We have got to do something about the issue of traffic in Oxford. The city centre is virtually gridlocked, writes Oxfordshire County Council Labour group leader Liz Brighouse.

Every time you have roadworks or an accident it causes massive problems with traffic across the city.

But I just think the idea of a tunnel underneath the city, because of the costs and the archaeology of Oxford, is probably something that won’t be viable.

There are other things within Ian Hudspeth’s plan that we have got to look at seriously, such as having more park-and-rides and having them further away from the city.

What is happening is that people are getting as far as the park-and- rides and thinking that they may as well stay in their cars.

The first thing we need to look at is the number of parking spaces in Oxford’s centre and decreasing that so we stop people coming into the city centre.

We really must get our buses moving but how we do that in a city which is so constricted is difficult.

You can be sat on a bus for an hour and a half just to get from the city centre to Wood Farm.

The economic development of the city has led to large numbers of people coming here to work and we need to find ways of getting them here without clogging the roads for people who live in Oxford.

There’s a range of things that we can do, such as new rail links, but we have to start by looking at some of the smaller things, like addressing car parking.

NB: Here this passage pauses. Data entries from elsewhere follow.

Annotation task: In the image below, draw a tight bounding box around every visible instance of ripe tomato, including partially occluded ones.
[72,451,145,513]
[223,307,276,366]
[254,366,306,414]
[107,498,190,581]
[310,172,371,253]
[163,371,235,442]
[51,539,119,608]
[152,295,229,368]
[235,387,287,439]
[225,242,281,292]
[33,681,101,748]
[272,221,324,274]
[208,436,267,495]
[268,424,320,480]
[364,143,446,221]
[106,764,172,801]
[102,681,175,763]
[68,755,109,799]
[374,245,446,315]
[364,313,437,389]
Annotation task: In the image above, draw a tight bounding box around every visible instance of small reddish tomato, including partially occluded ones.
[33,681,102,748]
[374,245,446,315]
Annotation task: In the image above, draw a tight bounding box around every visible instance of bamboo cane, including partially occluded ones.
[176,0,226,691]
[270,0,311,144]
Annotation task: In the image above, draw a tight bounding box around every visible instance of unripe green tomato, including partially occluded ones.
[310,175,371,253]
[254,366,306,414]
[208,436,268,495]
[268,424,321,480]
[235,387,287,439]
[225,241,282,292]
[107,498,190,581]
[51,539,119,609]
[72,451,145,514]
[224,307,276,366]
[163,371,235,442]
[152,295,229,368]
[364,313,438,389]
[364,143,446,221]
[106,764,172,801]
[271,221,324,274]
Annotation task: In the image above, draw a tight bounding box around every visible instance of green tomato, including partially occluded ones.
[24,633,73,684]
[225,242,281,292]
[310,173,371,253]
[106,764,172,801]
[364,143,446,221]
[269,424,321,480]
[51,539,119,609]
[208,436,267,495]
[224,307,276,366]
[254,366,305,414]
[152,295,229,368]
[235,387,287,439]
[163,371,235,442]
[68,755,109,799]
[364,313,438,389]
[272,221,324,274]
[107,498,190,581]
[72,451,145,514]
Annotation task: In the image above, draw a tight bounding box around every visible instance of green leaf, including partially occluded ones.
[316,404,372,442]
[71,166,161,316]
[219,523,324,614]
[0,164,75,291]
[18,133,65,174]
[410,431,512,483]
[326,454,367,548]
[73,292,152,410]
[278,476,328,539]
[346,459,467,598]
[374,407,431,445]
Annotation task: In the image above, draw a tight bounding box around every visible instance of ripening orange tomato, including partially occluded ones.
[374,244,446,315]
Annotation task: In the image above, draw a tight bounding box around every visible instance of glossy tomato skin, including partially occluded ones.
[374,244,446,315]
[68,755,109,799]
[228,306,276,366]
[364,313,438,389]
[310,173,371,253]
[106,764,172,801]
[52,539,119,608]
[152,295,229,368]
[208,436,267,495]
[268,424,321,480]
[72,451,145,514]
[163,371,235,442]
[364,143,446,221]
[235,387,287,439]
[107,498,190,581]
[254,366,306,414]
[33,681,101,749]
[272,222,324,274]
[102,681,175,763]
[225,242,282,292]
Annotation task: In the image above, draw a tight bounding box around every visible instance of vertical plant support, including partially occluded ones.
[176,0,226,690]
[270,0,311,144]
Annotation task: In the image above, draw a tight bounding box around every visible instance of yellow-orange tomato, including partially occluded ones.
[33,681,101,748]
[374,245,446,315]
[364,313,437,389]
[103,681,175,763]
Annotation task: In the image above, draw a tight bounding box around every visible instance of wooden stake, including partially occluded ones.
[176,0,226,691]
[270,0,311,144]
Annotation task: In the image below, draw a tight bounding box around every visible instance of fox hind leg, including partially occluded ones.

It is also an issue of planning policy and where the best places for new developments are.

If you look at the Old Road Campus there has been a lot of development and at the Churchill Hospital, but Old Road is a medieval road and it is very difficult to improve.

For some of these places the horse has already bolted and people are having to live with this problem. Some people are saying that we need to keep pouring money into potholes, but if that ends up bringing more people into Oxford we will still have to think hard about how we address the problems in the city. It is good that the county council is looking forward.

We have got to be focusing on both – making sure that potholes are being filled in and looking further upstream.